Mais, hier après-midi, c'est en une poignée de secondes qu'elle aura été lue dans une salle d'audience où seul Claude Chopin s'était déplacé.
Pas de surprise puisque, dans la lignée des réquisitions, les peines finales ont peu varié. En ce qui concerne le montant des vingt vols posant problème, soit 101 512,85 €, il n'y avait aucun
suspense.

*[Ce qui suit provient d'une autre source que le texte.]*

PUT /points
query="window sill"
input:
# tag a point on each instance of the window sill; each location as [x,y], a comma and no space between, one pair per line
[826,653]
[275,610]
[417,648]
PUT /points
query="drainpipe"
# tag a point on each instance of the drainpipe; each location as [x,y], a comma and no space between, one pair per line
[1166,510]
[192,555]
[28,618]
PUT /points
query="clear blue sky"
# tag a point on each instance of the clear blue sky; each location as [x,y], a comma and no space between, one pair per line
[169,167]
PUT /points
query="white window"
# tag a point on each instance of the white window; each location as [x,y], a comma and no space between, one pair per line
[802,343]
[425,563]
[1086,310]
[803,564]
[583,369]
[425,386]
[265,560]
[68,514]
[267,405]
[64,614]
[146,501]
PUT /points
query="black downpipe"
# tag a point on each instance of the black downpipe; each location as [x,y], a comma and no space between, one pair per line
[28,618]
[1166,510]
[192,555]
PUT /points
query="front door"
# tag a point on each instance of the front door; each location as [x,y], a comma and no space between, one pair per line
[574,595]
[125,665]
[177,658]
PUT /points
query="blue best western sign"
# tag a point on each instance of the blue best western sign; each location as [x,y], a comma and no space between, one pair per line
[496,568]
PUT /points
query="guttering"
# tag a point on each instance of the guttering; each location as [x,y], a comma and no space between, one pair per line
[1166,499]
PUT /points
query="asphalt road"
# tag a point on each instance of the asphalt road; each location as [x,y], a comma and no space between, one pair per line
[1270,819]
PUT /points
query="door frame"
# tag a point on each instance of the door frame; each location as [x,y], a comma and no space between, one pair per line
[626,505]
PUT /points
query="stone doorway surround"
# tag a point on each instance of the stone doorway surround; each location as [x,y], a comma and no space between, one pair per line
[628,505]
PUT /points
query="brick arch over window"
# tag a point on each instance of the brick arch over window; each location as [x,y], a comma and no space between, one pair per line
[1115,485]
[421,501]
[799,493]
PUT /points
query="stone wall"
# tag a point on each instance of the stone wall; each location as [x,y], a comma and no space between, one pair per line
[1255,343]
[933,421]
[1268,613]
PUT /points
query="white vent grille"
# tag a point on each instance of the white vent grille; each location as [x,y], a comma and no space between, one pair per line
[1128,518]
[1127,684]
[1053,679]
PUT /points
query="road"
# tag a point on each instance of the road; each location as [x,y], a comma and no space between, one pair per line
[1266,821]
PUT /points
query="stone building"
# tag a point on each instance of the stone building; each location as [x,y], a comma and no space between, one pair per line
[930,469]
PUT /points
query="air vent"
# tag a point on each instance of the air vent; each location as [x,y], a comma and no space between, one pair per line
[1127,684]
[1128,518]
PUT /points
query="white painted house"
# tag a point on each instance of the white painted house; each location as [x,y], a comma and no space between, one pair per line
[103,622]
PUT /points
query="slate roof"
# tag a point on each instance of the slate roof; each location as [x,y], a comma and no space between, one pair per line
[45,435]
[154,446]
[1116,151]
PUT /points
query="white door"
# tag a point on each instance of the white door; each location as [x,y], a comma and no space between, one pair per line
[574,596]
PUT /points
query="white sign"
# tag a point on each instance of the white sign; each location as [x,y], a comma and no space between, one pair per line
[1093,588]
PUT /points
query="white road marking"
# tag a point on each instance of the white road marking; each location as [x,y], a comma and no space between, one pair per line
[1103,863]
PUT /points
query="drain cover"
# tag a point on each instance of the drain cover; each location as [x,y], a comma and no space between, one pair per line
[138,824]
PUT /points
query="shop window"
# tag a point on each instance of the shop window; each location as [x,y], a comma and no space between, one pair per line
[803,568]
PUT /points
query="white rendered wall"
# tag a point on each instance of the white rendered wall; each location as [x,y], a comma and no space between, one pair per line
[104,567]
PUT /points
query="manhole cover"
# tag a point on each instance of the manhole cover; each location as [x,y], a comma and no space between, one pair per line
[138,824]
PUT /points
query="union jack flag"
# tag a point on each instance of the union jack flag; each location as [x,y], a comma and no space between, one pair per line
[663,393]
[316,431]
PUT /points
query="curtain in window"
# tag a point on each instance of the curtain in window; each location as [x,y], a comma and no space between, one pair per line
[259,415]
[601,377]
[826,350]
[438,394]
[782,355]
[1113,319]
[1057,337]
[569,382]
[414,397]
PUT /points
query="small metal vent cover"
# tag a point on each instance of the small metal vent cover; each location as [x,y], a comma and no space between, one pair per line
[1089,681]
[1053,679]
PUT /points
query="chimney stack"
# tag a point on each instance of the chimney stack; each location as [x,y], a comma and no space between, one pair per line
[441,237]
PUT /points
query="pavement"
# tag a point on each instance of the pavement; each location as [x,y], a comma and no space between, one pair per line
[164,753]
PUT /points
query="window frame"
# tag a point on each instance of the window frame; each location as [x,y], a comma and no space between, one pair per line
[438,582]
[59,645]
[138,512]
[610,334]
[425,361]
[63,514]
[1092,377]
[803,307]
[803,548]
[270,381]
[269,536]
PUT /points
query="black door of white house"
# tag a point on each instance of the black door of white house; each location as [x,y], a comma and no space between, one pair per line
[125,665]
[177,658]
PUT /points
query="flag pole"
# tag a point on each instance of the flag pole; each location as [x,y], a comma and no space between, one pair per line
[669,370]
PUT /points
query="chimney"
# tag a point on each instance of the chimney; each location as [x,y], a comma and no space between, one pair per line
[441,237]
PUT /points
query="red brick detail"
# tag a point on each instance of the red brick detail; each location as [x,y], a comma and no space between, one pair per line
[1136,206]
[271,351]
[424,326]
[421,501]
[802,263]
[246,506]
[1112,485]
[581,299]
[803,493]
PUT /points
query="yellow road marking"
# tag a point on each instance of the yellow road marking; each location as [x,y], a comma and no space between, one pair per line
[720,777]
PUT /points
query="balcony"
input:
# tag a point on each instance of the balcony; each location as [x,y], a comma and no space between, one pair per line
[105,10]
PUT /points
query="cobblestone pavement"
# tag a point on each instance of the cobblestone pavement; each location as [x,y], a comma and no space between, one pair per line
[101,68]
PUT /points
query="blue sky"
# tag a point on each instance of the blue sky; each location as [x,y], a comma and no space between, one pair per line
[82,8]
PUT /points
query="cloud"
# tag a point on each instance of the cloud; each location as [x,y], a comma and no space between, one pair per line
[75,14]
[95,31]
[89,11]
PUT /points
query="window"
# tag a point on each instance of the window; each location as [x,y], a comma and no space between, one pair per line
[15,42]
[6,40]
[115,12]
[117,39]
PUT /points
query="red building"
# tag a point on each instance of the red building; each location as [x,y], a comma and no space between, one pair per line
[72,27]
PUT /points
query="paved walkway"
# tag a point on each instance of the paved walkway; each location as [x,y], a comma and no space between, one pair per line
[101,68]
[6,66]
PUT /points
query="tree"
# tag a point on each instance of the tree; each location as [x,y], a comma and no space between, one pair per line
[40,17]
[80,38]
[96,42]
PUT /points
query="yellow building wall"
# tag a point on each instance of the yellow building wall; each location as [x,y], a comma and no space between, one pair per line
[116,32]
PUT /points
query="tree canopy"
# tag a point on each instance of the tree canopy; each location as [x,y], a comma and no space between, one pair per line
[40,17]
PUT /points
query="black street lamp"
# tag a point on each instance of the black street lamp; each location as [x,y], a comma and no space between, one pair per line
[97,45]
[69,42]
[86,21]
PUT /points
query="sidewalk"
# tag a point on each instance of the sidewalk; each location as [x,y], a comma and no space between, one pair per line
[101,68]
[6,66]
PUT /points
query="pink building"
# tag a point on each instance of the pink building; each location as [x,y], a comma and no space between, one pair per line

Ces sommes réputées « irrégulièrement extraites », les quatre gestionnaires de fait des deniers municipaux héninois (Gérard Dalongeville, Guy Mollet, Claude Chopin et la
société ATS) auront à la rembourser à la municipalité conjointement et solidairement (le débet d'ATS étant, lui, calculé sur la base de 91 015,60 €). Une somme « augmentée des intérêts au
taux légal à compter du 22 septembre 2009 » qui sera partagée entre les comptables de fait par « parts viriles », terme juridique désignant un partage égal, opéré par tête.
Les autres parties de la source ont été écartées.